Er tritt näher, legt mir eine Hand an die Hüfte und hält mit der anderen meine Linke. Wir haben wirklich Glück, dass dieses Gewitter kam. Manchmal muss man das Glück dort suchen, wo andere Pech sehen. Oder vielleicht sind wir wirklich verrückt. So oder so, ich werde diesen Tag nie vergessen, an dem wir durch den Regen tanzten. Nie.
Heut lach ich in die Wolken rein
und mein Weg wird breiter.
Der Tag bleibt nun auf ewig mein,
auch wenn ich fahre weiter.
„Dein letzter Brief ist gestern bei mir angekommen und ich muss dir jetzt einfach antworten, nachdem du mich mit ihm ganz schön auf Trab gehalten hast.
Weißt du noch, als wir letzten Sommer in Camp Mohn ankamen? Wir beide waren nicht sonderlich begeistert darüber, dass unsere Eltern und in dieses Volleyball-Sommerlager gesteckt hatten, wobei ich ja wenigstens keine weite Anreise hatte. Ich muss gestehen, dass es dann zusammen mit dir eigentlich ziemlich lustig war, auch wenn ich mir noch immer angenehmere Sachen vorstellen kann, als Beachvolleyball bei gefühlten 30°C im Schatten zu spielen. Aber das muss ich dir ja nicht erzählen, du weißt das ja schließlich selbst gut genug. Als wir uns versprachen zu schreiben, hatte ich ja keine Ahnung, was dabei raus kommen würde und ich muss sagen, du warst ganz schön clever; hast die ganze Zeit in deinen Briefen eine Brotkrumenspur gelegt, ohne dass ich dies mitbekommen hab. Aber lass mich dir am Besten erst einmal alles erzählen von dem Moment an, als du mich auf diese Schatzsuche geschickt hast ...
***
Dies ist der Start, dies ist das Ziel, die Schnitzeljagd beginnt,
Dies ist wahr, dies ist das Spiel, wenn Zeit wie Sand zerrinnt.

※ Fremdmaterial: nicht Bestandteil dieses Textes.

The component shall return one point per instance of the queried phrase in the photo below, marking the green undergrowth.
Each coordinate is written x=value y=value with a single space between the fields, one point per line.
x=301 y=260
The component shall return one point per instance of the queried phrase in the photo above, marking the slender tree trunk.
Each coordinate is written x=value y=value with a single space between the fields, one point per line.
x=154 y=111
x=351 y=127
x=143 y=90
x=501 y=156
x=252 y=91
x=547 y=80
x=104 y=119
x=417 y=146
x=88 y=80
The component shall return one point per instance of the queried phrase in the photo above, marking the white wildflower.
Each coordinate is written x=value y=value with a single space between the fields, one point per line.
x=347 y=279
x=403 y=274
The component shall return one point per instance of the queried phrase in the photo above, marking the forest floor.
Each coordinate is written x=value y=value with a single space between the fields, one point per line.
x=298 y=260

Ein Gedicht ein Hinweis ist, komm und folge mir,
Bis du dann am Eingang bist, und mein Herz bei dir.
Langsam ließ ich meine Hand mit dem Brief in ihr sinken und wie vom Blitz getroffen konnte ich nicht anders, als von meinem Bett auf zuspringen und durch mein kleines Zimmer mit seinen hellen Holzmöbeln zu meinem Schreibtisch zu eilen, von dem aus man einen wunderschönen Blick auf die Ostsee hatte. Eilig durchwühlte ich die Schublade und keine drei Sekunden später hielt ich einen kleinen Stapel Briefe in der Hand, die sich relativ schnell alle auf dem Boden ausgebreitet wiederfanden. Aufregung erfasste mich, als ich zunächst diejenigen heraussuchte, denen am Ende im P.S. ein Gedicht angehängt war. Anschließend ordnete ich die verbleibenden vier Blätter noch nach Datum. Überrascht hielt ich kurz inne und stutze, als ich die ältesten Verse erneut las.

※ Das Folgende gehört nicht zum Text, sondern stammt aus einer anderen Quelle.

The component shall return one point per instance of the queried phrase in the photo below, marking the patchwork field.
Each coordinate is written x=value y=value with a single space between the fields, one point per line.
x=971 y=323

Wenn du weißt, wo ich war,
Folge mir nächstes Jahr.
Ich zähle die Sekunden schon
Bis zum nächsten Mal im Mohn.
Ein kurzer Blick auf die anderen drei und ich war mir sicher. Absolut alle enthielten irgendwelche Ortsangaben. Wie hatte ich nur so blind sein können, dass mir dies bisher nicht aufgefallen war? Was auch immer mich am Ende erwarten würde, ich war gewillt, die Schatzsuche anzutreten und mich von den Reimen führen zu lassen. Die restlichen Briefe verstaute ich wieder sorgfältig in der Schublade. Aus meinem Kleiderschrank war flott ein dunkel-grüner Rucksack geangelt. Er war perfekt; nicht zu klein, nicht zu groß, ausgesprochen bequem und würde sich hervorragend für mein Vorhaben eignen.
Wenige Augenblicke später befand ich mich auf meinem Fahrrad, was mit seinem schönen, blauen Anstrich in der Sonne glänzte. Bis zu Camp Mohn musste ich nur zwanzig Minuten fahren, wenn ich mich beeilte. Es lag nur etwas mehr als ein Dorf weiter.

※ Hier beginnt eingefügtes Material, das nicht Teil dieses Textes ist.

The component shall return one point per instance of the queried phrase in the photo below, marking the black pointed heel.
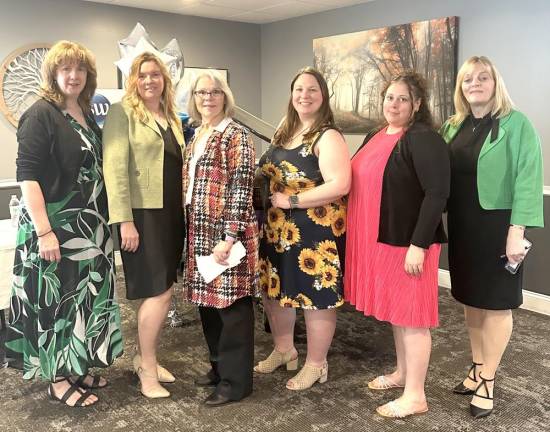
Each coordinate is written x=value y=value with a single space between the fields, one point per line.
x=476 y=411
x=460 y=388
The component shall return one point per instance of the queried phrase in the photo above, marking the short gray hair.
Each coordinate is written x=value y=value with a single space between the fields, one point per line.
x=229 y=103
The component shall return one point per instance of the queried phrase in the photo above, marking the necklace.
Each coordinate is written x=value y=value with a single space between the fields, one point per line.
x=298 y=134
x=476 y=123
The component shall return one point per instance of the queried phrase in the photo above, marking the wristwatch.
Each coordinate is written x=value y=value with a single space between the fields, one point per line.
x=293 y=200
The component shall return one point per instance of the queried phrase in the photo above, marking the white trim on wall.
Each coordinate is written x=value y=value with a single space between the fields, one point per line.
x=531 y=301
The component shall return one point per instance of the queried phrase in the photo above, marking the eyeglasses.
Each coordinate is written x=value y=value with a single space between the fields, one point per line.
x=216 y=93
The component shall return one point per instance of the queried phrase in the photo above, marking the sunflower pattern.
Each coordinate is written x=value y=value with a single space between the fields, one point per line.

Als ich ankam, lag das Camp verlassen vor mir. Irgendwie wirkte es ein wenig unheimlich. Letzten Sommer war hier solch ein Trubel und jetzt sah man keine Menschenseele. Ist ja auch kein Wunder, wenn das Camp erst in drei Wochen beginnt, rügte ich mich selbst. Mit ein wenig mehr Zuversicht schwang ich mich über die Absperrung und blieb auf dem sandigen Mittelplatz, von dem aus sternförmig die kurzen Wege zu allen Gebäuden abzweigten, stehen. Hauptsächlich waren es kleine Holzhütten, in denen die Campteilnehmer schliefen. Drei verbleibende Wege führten zur Mensa, den Toiletten und dem Strand mit seinem Beachvolleyballfeld.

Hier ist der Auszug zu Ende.